You’d rather be somewhat-happy than be single and believe that things will get better eventually. Shwetha Parekh, a 34-year-old graphic designer, says, “Ever since I touched 30, my parents have been paranoid that I’ll be single forever and all the ‘good guys will be gone’. So I looked around, and started dating a friend of a friend, a nice-enough person who was potential marriage material. It was nice at first because we were getting to know each other, but within weeks, the magic wore off. He was boring, and we didn’t really get along that well. It became an effort to date him.


I kept thinking it was just a phase—after all, he was perfect in every other way, and my friends and family loved him. Then again, it was my life and I wasn’t happy, so we broke up, but not before prolonging the agony for two years.” He makes you feel better about yourself Sometimes, you may just want to feel worthy of being loved, and that could stem from a deep-rooted problem.



Relationship counsellor Karpagam Madhivanan says, “Often, childhood problems like neglect or being cheated on by a former partner can make you feel unworthy. This can take its toll on your self-esteem and make all relationship decisions based on your need for feeling loved.” Your sense of self-worth should always come from within, and relying on a relationship for this is a bad idea. You don’t miss the person, you miss the perks There are definite perks to being in a relationship. RK Narendran, a psychologist and psychology professor at a private women's college in Chennai, says, “Over time, we get used to having someone to accompany us on outings or shopping expeditions, to call and talk to when we have a bad day at work, to remember our birthdays and buy us thoughtful things, and to generally make us feel loved and appreciated every day. Once a person gets used to these, it’s almost terrifying to navigate these waters alone, without a significant other. You’re also faced with the prospect of finding another person, and the idea of starting over might seem daunting.” Manjula MK, says, “People who are used to being in a relationship don’t like being single, and usually start dating someone new the minute they find someone halfway decent. Not only does this dull the pain of your previous relationship disintegrating, it allows you to continue feeling secure.”It’s natural to crave security, but it’s healthier to seek this comfort from within yourself than from a partner.

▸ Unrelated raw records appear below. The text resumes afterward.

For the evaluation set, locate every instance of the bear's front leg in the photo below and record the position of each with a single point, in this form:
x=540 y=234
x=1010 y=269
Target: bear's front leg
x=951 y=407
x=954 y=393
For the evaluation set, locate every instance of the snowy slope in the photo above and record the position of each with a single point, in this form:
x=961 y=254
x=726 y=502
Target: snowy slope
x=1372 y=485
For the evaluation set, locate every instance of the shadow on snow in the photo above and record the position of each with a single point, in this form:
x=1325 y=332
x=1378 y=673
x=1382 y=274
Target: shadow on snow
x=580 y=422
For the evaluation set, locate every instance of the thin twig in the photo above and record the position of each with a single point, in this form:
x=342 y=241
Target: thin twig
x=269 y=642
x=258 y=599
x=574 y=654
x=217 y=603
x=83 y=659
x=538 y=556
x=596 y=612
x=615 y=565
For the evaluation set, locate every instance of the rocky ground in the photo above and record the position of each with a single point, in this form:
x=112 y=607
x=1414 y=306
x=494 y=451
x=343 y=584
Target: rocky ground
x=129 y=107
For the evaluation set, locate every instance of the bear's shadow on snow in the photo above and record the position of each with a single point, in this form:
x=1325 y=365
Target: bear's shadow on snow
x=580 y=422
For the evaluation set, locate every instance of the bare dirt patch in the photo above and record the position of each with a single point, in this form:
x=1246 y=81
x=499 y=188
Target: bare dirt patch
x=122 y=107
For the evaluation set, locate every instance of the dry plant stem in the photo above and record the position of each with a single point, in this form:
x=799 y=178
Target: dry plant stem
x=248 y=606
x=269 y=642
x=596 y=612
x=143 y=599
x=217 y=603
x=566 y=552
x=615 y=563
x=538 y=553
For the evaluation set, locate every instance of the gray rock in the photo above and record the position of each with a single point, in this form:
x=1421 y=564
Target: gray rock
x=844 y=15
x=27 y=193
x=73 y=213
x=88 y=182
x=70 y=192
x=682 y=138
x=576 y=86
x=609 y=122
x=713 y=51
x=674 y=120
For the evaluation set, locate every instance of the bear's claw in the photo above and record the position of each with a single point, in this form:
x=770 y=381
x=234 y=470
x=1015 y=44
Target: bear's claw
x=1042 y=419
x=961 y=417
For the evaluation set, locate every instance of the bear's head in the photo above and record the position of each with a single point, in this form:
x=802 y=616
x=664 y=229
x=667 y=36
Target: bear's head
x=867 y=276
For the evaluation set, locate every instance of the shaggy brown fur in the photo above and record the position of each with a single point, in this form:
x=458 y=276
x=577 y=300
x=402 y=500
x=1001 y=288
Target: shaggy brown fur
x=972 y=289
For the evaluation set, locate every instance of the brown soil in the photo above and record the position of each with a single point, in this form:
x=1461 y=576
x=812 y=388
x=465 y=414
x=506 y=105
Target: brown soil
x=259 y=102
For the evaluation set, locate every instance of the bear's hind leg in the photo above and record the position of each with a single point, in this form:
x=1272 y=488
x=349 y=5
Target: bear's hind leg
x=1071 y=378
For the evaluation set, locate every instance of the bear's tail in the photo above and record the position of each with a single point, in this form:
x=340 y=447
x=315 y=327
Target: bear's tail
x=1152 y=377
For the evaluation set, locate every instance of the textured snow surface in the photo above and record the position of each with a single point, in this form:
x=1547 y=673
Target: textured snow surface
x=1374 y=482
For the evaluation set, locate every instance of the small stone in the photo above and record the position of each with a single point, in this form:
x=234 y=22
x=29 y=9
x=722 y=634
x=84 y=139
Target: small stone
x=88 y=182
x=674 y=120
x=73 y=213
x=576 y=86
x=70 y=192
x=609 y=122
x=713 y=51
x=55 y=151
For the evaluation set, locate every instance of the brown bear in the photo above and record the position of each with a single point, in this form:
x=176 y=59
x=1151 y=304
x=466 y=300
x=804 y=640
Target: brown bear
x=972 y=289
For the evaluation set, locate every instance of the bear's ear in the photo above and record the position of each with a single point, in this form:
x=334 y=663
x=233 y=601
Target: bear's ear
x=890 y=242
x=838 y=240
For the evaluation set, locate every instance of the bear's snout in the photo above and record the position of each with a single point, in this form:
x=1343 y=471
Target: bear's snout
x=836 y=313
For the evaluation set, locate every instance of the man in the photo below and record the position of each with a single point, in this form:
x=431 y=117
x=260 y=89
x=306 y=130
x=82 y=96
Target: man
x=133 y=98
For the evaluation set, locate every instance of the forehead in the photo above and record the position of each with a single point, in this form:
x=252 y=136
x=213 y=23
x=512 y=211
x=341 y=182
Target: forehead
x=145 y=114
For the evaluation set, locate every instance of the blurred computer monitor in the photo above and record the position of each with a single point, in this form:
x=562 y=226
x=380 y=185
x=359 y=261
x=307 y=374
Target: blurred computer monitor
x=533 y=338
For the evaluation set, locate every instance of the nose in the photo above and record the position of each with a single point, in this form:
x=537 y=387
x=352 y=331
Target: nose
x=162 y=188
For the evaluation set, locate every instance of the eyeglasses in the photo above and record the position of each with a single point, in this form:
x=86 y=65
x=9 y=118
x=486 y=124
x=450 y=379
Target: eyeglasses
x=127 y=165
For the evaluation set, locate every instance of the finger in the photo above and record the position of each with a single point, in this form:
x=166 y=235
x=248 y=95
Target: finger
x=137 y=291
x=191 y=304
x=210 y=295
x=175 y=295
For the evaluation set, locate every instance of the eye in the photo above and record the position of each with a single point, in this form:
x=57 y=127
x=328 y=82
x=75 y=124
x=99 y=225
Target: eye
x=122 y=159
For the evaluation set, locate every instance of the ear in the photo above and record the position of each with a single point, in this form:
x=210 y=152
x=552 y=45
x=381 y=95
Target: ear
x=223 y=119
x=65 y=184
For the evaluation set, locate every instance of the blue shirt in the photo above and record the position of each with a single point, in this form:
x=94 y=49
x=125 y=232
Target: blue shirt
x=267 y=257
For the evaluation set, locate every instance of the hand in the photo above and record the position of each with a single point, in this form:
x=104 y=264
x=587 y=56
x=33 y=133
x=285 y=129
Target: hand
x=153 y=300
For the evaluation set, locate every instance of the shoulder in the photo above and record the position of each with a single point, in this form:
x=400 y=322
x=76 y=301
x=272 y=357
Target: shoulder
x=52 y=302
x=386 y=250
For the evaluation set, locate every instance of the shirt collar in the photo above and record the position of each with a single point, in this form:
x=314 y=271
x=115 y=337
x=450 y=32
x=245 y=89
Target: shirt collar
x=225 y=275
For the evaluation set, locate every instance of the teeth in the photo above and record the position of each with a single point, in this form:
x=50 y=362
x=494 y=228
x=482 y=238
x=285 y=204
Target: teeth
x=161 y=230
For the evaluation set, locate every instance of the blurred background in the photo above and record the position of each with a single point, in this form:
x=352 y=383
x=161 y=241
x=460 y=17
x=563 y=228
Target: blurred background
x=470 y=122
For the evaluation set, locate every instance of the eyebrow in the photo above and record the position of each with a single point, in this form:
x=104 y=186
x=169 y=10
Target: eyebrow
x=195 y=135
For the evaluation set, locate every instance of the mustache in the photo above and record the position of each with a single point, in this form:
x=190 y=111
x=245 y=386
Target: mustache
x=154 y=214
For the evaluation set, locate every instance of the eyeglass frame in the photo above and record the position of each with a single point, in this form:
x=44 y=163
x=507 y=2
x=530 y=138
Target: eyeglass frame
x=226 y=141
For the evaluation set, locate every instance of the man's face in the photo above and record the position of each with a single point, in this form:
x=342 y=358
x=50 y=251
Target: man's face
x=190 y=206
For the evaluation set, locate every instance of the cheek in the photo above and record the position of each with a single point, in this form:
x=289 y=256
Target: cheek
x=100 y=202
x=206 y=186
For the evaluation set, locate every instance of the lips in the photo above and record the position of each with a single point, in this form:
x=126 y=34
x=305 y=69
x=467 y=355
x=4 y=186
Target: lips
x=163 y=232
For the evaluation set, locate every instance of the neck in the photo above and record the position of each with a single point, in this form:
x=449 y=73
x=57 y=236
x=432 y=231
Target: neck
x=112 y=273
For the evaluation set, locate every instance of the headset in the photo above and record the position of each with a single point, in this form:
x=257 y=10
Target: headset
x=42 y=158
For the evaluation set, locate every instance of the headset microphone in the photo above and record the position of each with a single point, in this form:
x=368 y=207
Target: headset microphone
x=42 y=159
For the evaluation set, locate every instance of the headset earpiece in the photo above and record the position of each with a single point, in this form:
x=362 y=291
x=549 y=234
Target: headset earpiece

You worry someone better may come along. If you view your significant other as someone who is just fulfilling a stop-gap role in your life, chances are you’ll constantly worry about missing out on someone who can do this job better. If that’s what is going on in your mind, then you’re obviously not in love with him—you’re just in love with the idea of love. Moving on If you’ve realised that you’re not in love with your significant other, but like the idea of being in love, it’s a good idea to gently disentangle from this relationship. Here’s how to minimise the pain for both of you:Tell him in person. Don’t just disappear or break up over text because you can’t deal with the consequences.

Give him concrete reasons, tell him why it isn’t working out, and be firm even in the face of drama.Be honest, but not brutal. Let him down gently. Remember, he didn’t drag the relationship — you did. Don’t blame him. Keep it dignified and non-committal. After the breakup, if he tries to call you, but you are firm in your resolve, don’t answer his calls or respond to messages in a moment of loneliness or weakness. Ignore guilt pangs, or if he sends you on a guilt trip, don’t respond. Spend quality time with your family, your girlfriends, or take a short vacation on your own.